30) Plan ahead for replacements. According to Angie’s List, you’ll get 6 to 15 years out of your refrigerator. When you replace, always buy the most efficient Energy Star appliance you can afford. A more efficient refrigerator can help you save on your electric bill.
Home Office Electricity Savings
With more people than ever working from home, the home office takes on new meaning for ways to save on your electric bill. (Bonus savings tip: in the winter, use your home office dog to stay warm!) Here are some easy ways to save.
31) Use ambient light. Use outside lighting instead of overhead lights to save money.
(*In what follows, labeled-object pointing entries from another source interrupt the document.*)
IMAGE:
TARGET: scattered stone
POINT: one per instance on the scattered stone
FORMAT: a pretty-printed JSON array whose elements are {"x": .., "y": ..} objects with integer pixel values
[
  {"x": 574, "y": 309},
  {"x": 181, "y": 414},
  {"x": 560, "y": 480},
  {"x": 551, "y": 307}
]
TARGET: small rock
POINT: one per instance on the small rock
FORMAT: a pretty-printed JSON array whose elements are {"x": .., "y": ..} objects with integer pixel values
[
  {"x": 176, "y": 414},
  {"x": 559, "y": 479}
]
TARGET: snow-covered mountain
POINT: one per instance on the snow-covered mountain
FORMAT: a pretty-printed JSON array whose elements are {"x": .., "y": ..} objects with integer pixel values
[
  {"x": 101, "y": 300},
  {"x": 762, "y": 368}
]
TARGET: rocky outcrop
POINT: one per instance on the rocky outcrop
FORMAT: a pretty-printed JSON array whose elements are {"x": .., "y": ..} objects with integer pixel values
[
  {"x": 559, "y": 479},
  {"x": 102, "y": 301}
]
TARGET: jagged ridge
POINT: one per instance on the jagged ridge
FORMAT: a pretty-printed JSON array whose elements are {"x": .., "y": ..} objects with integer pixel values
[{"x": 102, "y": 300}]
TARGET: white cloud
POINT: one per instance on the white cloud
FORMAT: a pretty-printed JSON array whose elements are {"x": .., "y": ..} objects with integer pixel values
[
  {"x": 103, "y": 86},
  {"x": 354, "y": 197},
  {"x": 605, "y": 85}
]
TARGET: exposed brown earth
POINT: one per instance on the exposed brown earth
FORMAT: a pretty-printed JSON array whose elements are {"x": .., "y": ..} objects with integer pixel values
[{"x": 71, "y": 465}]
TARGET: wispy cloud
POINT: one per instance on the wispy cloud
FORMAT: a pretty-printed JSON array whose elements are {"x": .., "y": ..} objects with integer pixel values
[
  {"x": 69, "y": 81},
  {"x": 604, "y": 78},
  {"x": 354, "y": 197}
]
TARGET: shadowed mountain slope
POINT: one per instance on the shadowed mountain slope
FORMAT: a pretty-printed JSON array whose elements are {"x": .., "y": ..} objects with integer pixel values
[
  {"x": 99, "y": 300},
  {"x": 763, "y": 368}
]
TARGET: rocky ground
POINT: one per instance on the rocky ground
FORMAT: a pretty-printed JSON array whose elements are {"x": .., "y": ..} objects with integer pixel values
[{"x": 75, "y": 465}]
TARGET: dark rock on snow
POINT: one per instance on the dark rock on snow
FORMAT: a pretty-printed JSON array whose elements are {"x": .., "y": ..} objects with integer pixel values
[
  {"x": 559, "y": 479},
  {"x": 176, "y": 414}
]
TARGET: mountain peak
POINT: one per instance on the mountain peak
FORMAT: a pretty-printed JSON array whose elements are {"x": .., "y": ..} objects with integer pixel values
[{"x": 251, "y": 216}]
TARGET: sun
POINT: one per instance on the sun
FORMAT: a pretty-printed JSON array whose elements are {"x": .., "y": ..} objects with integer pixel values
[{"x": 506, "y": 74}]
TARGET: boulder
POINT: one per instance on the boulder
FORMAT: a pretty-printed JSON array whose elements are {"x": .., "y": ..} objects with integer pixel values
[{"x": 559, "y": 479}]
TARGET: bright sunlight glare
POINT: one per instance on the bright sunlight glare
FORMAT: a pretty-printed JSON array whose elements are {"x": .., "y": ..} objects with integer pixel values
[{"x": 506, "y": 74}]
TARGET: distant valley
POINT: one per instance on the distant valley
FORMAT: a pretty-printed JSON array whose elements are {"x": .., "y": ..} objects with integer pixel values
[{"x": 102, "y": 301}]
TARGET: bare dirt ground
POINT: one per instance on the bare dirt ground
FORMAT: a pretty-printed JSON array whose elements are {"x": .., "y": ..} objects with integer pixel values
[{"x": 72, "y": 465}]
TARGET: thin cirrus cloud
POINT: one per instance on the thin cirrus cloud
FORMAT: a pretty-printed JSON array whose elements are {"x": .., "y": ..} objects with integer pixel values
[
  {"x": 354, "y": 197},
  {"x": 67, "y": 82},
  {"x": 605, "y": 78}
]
Bonus: outside light will make you look better on your Zoom calls.
32) Use a desk lamp. Opt for a desk lamp instead of overhead lights. You’ll cut your electricity usage and have plenty of light to focus.
33) Use smart power strips. Have an old power strip? Swap it out for a smart power strip. A current sensing power strip senses when a device switches off or goes into sleep mode. It will automatically turn off the power to your devices.
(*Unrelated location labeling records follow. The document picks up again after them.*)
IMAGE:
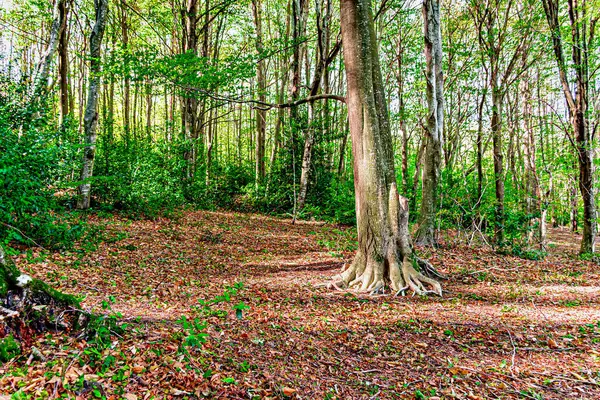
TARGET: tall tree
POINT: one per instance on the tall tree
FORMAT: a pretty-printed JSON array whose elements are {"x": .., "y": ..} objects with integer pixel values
[
  {"x": 91, "y": 109},
  {"x": 384, "y": 254},
  {"x": 435, "y": 122},
  {"x": 63, "y": 61},
  {"x": 189, "y": 102},
  {"x": 492, "y": 20},
  {"x": 40, "y": 82},
  {"x": 261, "y": 78},
  {"x": 583, "y": 16}
]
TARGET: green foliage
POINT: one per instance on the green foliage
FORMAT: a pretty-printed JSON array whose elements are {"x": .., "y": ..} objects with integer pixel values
[
  {"x": 194, "y": 329},
  {"x": 9, "y": 348},
  {"x": 142, "y": 178},
  {"x": 35, "y": 158},
  {"x": 100, "y": 332}
]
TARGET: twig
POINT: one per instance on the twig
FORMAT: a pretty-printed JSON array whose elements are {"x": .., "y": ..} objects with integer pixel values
[
  {"x": 512, "y": 360},
  {"x": 24, "y": 235}
]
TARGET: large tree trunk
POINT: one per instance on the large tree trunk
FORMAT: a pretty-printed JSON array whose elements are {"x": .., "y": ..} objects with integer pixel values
[
  {"x": 435, "y": 122},
  {"x": 384, "y": 257},
  {"x": 578, "y": 104},
  {"x": 91, "y": 113}
]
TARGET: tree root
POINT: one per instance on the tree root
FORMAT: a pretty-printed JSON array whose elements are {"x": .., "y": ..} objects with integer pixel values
[
  {"x": 416, "y": 281},
  {"x": 401, "y": 278},
  {"x": 429, "y": 270}
]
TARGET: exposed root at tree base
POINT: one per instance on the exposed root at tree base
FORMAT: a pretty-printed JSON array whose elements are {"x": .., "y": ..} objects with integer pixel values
[{"x": 399, "y": 280}]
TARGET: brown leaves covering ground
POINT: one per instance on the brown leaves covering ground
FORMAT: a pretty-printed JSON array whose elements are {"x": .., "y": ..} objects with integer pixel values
[{"x": 506, "y": 327}]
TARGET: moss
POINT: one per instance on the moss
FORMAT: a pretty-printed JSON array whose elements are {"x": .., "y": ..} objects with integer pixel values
[
  {"x": 9, "y": 348},
  {"x": 40, "y": 291},
  {"x": 41, "y": 288}
]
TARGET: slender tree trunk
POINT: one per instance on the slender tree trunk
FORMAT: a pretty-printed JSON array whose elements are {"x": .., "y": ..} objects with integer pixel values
[
  {"x": 578, "y": 104},
  {"x": 435, "y": 123},
  {"x": 190, "y": 103},
  {"x": 127, "y": 81},
  {"x": 91, "y": 113},
  {"x": 40, "y": 82},
  {"x": 497, "y": 100},
  {"x": 63, "y": 63},
  {"x": 261, "y": 80}
]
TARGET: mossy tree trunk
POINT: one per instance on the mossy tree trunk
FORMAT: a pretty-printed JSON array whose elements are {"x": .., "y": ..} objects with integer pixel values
[
  {"x": 385, "y": 257},
  {"x": 29, "y": 305}
]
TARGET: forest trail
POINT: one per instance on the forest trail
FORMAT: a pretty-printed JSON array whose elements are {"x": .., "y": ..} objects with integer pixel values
[{"x": 506, "y": 326}]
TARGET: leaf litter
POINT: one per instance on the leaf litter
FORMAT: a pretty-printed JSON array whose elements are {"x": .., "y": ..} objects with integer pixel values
[{"x": 258, "y": 324}]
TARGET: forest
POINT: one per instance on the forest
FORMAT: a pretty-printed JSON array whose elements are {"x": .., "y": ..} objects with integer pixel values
[{"x": 296, "y": 199}]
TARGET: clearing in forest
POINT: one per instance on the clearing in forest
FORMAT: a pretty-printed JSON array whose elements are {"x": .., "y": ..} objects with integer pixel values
[{"x": 258, "y": 324}]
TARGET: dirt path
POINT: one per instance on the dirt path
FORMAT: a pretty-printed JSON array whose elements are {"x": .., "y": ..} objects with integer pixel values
[{"x": 506, "y": 327}]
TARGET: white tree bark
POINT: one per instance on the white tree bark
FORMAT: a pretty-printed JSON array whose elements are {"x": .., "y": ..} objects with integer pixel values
[{"x": 91, "y": 113}]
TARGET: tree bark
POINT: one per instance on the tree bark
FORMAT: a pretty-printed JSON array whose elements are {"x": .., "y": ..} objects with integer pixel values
[
  {"x": 384, "y": 257},
  {"x": 127, "y": 81},
  {"x": 578, "y": 104},
  {"x": 261, "y": 80},
  {"x": 189, "y": 102},
  {"x": 63, "y": 63},
  {"x": 91, "y": 113},
  {"x": 435, "y": 123},
  {"x": 40, "y": 83}
]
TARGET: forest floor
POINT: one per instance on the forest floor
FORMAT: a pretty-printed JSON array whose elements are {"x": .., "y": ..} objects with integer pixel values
[{"x": 505, "y": 328}]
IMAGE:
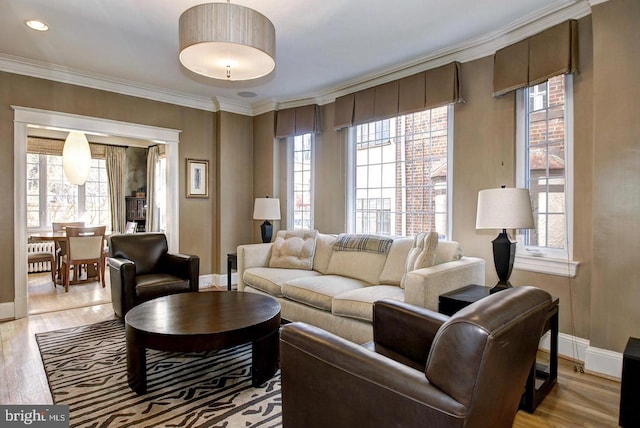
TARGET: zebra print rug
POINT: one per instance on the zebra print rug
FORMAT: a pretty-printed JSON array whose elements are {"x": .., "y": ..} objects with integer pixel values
[{"x": 87, "y": 369}]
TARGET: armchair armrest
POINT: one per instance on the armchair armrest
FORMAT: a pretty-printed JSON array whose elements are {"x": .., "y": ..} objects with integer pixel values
[
  {"x": 252, "y": 255},
  {"x": 329, "y": 381},
  {"x": 122, "y": 274},
  {"x": 404, "y": 332},
  {"x": 424, "y": 286},
  {"x": 183, "y": 266}
]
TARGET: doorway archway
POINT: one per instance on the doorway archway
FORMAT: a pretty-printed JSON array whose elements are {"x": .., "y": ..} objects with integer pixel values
[{"x": 23, "y": 117}]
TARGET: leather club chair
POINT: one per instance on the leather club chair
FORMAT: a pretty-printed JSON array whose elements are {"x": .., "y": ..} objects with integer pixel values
[
  {"x": 141, "y": 268},
  {"x": 423, "y": 369}
]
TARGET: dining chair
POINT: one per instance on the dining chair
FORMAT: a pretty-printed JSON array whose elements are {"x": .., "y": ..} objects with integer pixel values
[
  {"x": 85, "y": 246},
  {"x": 43, "y": 257},
  {"x": 61, "y": 249}
]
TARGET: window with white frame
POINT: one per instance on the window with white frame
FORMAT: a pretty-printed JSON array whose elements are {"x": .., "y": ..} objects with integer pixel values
[
  {"x": 544, "y": 166},
  {"x": 51, "y": 198},
  {"x": 301, "y": 181},
  {"x": 399, "y": 181}
]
34) Set up your office away from afternoon sun. One part of your home is likely hotter than the others. Pick a room that’s on the north or east side of your home to avoid the afternoon sun.
35) Set up energy savings mode on your computer. Computer experts recommend setting your computer to go to sleep mode after 2 hours of inactivity.
For more tips on how to save on your electricity bill when working from home, check out this additional resource.
Laundry Room Electricity Savings Tips
36) Wash in cold water. Around 90% of the energy used to wash clothes is consumed through heating water. Washing in cold water can cut your energy use.
37) Don’t over-load the dryer. Trying to get things done faster? Don’t overload the dryer. You’ll just need to run it multiple times to get the laundry dry.
38) Sort your laundry by weight. When drying clothes, don’t mix heavy towels with lighter weight clothing. Your dryer will have to run longer to dry the whole load.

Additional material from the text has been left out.